Results from the melanoma cohort of the phase 1/2 MATINS show the potential of bexmarilimab monotherapy and combined with other immunotherapies across solid tumors and hematologic malignancies.
Findings from the ongoing phase 1/2 MATINS trial revealed there to be a clinical benefit derived bexmarilimab (FP-1305) with 100% overall survival (OS) at 12-months in patients with PD-1 blockade refractory melanoma patients, according to Faron Pharmaceuticals Ltd.1
Patients who had cold tumors, defined by low baseline levels of pro-inflammatory cytokines, were more likely to have clinical benefit with bexmarilimab. For the patients who derived benefit from bexmarilimab, they had a seven-fold increase in serum interferon gamma (IFNγ). This suggests that retreatment with anti-PD-1 could be beneficial.
These results come from the 22 patients enrolled in the melanoma cohort of the trial which will be presented at the 19th International Congress of The Society for Melanoma Research taking place in Edinburgh, Scotland, October 17-20, 2022.
"Checkpoint inhibitors have transformed the treatment of metastatic melanoma, but far too many patients are not benefiting from currently approved immunotherapies," said Anna Minchom, MD, consultant medical oncologist at the Royal Marsden Hospital, team leader at the Institute of Cancer Research and investigator in the MATINS trial, in the press release. "The biomarker analysis in this trial of bexmarilimab is very interesting, indicating immune activation and pointing the way for combining bexmarilimab with other immunotherapies."
The first-in-human, open-label, 3-part, dose-finding MATINS study aims to identify the efficacy, safety, and tolerability of bexmarilimab in patients with advanced solid tumors, including advanced melanoma, uveal melanoma, cholangiocarcinoma, gallbladder cancer, estrogen receptor-positive breast cancer, gastric, ovarian, pancreatic, colorectal, liver, or anaplastic thyroid cancer.2
Patients are eligible to enroll in the trial if they are aged 18 years or older with advanced or hard-to-treat solid tumors for which they have exhausted all other options of therapy and are at risk of dying from their disease. One must have a tumor sample, a life expectancy of at least 12 weeks, histologically confirmed disease, an ECOG performance status of 0 or 1, measurable disease, and adequate bone marrow, liver, and kidney function to enroll in the trial.
The primary end points of the study include dose-limiting toxicities, the incidence of treatment-emergent adverse events, and objective response rate.
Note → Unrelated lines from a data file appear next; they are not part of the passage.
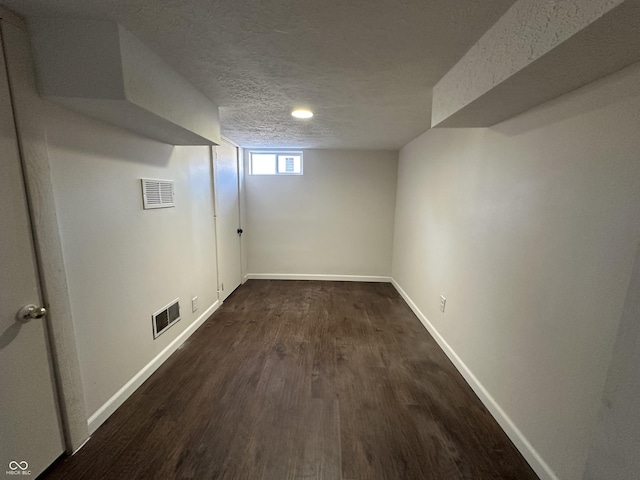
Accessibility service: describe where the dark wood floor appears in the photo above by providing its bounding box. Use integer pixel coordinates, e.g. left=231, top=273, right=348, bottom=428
left=42, top=280, right=537, bottom=480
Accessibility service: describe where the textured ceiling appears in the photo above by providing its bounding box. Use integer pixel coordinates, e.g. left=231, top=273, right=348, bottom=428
left=5, top=0, right=514, bottom=149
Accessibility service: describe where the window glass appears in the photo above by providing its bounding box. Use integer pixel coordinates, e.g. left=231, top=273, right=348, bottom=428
left=249, top=151, right=302, bottom=175
left=278, top=154, right=302, bottom=174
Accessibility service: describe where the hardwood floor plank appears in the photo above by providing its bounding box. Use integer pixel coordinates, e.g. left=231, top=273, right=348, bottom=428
left=41, top=280, right=537, bottom=480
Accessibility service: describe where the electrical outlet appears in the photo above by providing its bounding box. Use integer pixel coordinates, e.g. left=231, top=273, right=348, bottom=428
left=191, top=297, right=198, bottom=312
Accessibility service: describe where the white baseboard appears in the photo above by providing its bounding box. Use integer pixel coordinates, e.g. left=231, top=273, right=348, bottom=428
left=87, top=300, right=220, bottom=435
left=391, top=279, right=558, bottom=480
left=246, top=273, right=391, bottom=283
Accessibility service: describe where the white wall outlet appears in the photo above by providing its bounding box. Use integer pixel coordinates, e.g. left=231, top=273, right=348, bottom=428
left=191, top=297, right=198, bottom=312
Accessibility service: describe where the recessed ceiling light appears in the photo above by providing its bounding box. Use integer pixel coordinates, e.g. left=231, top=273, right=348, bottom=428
left=291, top=109, right=313, bottom=118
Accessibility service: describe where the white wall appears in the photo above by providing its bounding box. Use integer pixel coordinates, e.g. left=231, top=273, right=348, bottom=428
left=245, top=150, right=398, bottom=277
left=393, top=64, right=640, bottom=480
left=43, top=103, right=217, bottom=415
left=584, top=239, right=640, bottom=480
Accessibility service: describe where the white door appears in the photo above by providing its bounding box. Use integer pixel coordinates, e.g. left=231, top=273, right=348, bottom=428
left=214, top=140, right=242, bottom=301
left=0, top=32, right=64, bottom=478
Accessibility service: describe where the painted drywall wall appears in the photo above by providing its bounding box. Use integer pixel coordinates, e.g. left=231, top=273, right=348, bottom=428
left=245, top=150, right=398, bottom=277
left=43, top=102, right=217, bottom=416
left=393, top=64, right=640, bottom=480
left=584, top=240, right=640, bottom=480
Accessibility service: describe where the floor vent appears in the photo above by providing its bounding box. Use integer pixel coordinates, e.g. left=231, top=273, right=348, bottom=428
left=140, top=178, right=176, bottom=210
left=151, top=299, right=180, bottom=338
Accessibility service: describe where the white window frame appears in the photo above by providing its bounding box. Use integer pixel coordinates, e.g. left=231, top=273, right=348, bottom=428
left=249, top=150, right=304, bottom=177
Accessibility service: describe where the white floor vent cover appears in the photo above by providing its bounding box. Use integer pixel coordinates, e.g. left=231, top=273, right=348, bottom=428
left=140, top=178, right=176, bottom=210
left=152, top=299, right=180, bottom=338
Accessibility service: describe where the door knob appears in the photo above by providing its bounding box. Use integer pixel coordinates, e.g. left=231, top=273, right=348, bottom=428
left=17, top=304, right=47, bottom=323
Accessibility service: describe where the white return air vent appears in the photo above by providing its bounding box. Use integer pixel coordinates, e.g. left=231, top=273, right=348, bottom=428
left=152, top=298, right=180, bottom=338
left=140, top=178, right=176, bottom=210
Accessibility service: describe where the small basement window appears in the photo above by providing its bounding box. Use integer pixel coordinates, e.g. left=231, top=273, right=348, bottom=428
left=249, top=152, right=302, bottom=175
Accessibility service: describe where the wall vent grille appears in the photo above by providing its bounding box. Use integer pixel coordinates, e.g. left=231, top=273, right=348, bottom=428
left=140, top=178, right=176, bottom=210
left=151, top=299, right=180, bottom=338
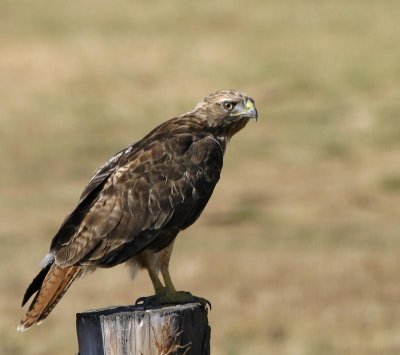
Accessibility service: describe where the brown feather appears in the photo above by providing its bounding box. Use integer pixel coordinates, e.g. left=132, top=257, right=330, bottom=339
left=19, top=90, right=257, bottom=330
left=18, top=264, right=82, bottom=331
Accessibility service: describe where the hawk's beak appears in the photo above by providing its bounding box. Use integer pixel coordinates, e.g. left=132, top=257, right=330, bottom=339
left=246, top=99, right=258, bottom=121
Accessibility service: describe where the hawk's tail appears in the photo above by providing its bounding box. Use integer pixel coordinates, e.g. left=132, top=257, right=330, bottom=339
left=17, top=262, right=82, bottom=331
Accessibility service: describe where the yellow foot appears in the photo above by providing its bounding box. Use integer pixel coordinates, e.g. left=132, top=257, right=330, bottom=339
left=135, top=291, right=211, bottom=310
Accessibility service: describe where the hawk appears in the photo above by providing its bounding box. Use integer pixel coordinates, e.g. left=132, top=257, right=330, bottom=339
left=18, top=90, right=258, bottom=331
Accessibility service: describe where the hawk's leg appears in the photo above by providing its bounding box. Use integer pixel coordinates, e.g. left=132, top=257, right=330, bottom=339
left=135, top=266, right=211, bottom=309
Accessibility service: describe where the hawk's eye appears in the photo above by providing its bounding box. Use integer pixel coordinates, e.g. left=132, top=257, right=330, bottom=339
left=222, top=101, right=235, bottom=111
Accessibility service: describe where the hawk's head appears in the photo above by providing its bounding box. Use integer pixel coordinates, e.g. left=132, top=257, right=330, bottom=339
left=192, top=90, right=258, bottom=138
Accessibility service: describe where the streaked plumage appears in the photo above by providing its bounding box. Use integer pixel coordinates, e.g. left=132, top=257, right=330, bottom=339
left=19, top=90, right=257, bottom=330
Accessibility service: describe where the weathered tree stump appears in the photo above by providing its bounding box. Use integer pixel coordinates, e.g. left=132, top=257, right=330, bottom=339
left=76, top=303, right=211, bottom=355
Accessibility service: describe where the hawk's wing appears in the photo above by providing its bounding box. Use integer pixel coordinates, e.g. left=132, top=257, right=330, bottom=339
left=51, top=134, right=223, bottom=266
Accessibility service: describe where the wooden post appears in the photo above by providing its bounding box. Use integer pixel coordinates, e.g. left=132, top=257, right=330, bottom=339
left=76, top=303, right=211, bottom=355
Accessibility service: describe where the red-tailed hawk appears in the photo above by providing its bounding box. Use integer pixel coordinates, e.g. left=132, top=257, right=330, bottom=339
left=18, top=90, right=257, bottom=330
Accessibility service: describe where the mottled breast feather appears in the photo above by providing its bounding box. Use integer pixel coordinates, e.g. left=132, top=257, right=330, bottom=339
left=51, top=125, right=225, bottom=267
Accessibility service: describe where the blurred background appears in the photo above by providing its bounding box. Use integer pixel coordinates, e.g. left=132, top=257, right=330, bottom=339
left=0, top=0, right=400, bottom=355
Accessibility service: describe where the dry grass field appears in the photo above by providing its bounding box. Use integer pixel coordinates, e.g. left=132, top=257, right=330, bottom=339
left=0, top=0, right=400, bottom=355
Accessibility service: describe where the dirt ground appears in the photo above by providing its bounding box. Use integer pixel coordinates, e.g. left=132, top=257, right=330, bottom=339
left=0, top=0, right=400, bottom=355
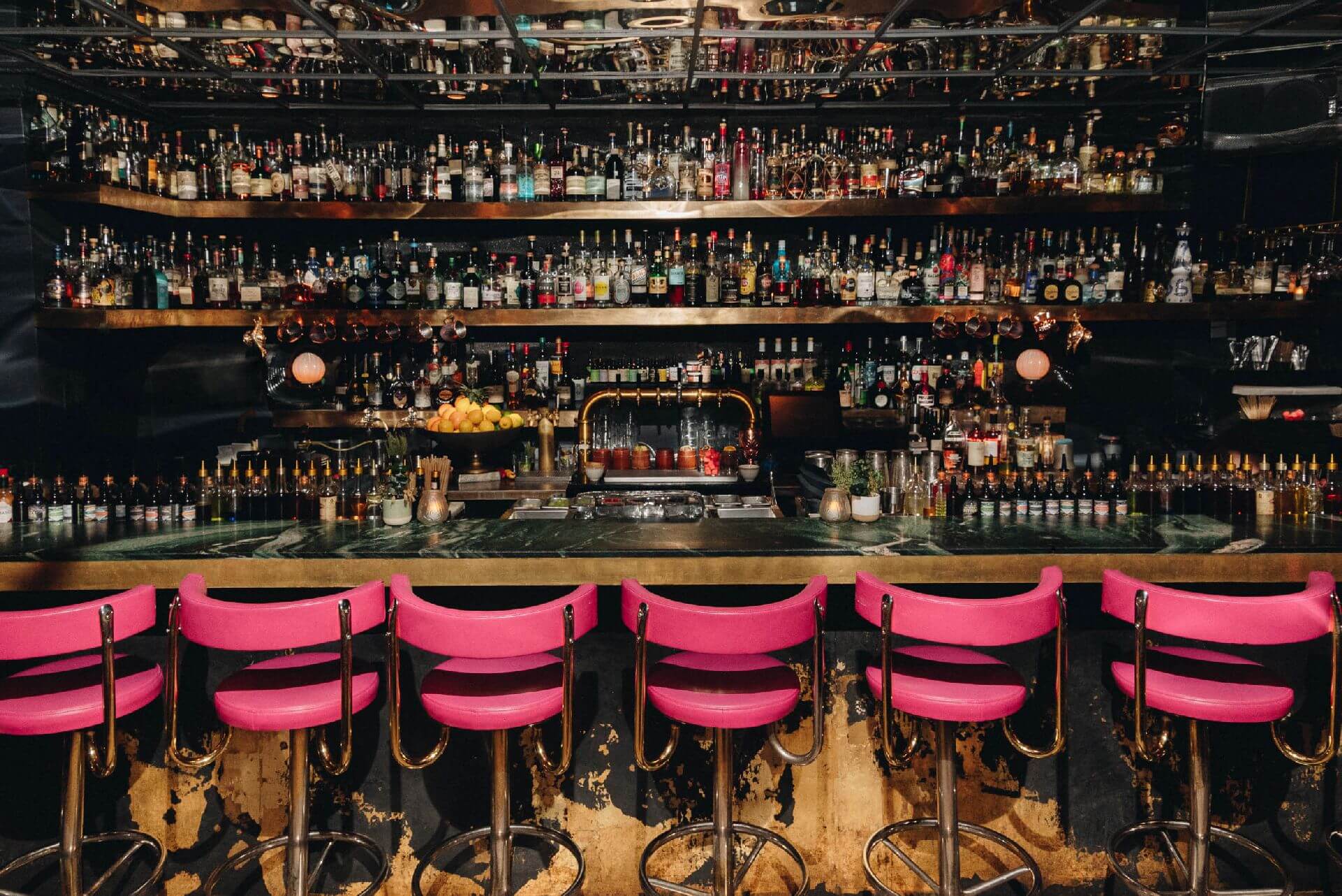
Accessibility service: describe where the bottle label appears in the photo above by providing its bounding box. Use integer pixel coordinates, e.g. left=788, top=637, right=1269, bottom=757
left=210, top=276, right=228, bottom=305
left=322, top=158, right=345, bottom=193
left=858, top=271, right=876, bottom=299
left=177, top=168, right=200, bottom=200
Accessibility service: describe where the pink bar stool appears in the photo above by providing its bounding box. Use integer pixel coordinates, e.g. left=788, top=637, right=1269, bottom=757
left=620, top=575, right=828, bottom=896
left=1100, top=569, right=1342, bottom=896
left=164, top=574, right=388, bottom=896
left=387, top=575, right=596, bottom=896
left=856, top=566, right=1067, bottom=896
left=0, top=585, right=165, bottom=896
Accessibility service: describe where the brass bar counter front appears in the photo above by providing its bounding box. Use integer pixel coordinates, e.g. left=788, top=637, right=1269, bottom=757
left=0, top=515, right=1342, bottom=591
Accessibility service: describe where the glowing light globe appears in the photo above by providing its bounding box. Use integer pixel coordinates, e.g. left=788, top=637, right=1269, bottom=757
left=1016, top=349, right=1052, bottom=382
left=289, top=352, right=326, bottom=386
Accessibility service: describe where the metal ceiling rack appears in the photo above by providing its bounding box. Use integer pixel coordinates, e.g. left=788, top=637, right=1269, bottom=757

In the melanoma cohort of the trial, all patients had previously failed checkpoint inhibition and were treated with bexmarilimab alone at varying dose levels. The median age of patients in the melanoma cohort was 60 and the median number of previous treatment lines was 3.
Among the 22 patients, 5 (23%) experienced clinical benefit during therapy. Of the patients who completed 12-month follow-up completed, 100% (3/3) of patients who experienced clinical benefit were alive vs 11% (1/9) of patients who did not experience clinical benefit.
For patients who experienced clinical benefit, the median OS was 457 days vs 189 days for those who did not experience clinical benefit, representing a 2.4-fold increase in OS for patients with clinical benefit. Further, the mean baseline IFNγ levels for patients who experienced clinical benefit was ¼ of the mean value of patients who did not experience a clinical benefit.
These mean levels increased significantly and remained high over the course of treatment. This shows that the immune response was activated and the tumor was converted from cold to hot. Low levels of both IFNγ and TNFα were also observed, showing to be highly predictive of clinical benefit (area under the curve 0.87; 95% CI, 0.71-1.00) At baseline, higher intratumoral CLEVER-1 levels were also observed in the patients who experienced clinical benefit.
"These data, together with our biomarker analysis, reinforce bexmarilimab's unique proposition: Its capacity to ignite immunity in heavily pre-treated, last line cancer patients who either failed on or were ineligible for treatment with currently approved immunotherapy drugs," said Marie-Louise Fjällskog, MD, PhD, chief medical officer of Faron Pharmaceuticals Ltd, in the press release. "Our development program exploring the potential of bexmarilimab across solid tumors and hematologic malignancies, both as a monotherapy and in combination with standard of care therapies, seeks to further explore this novel immunotherapy's potential as a catalyst for the immune system."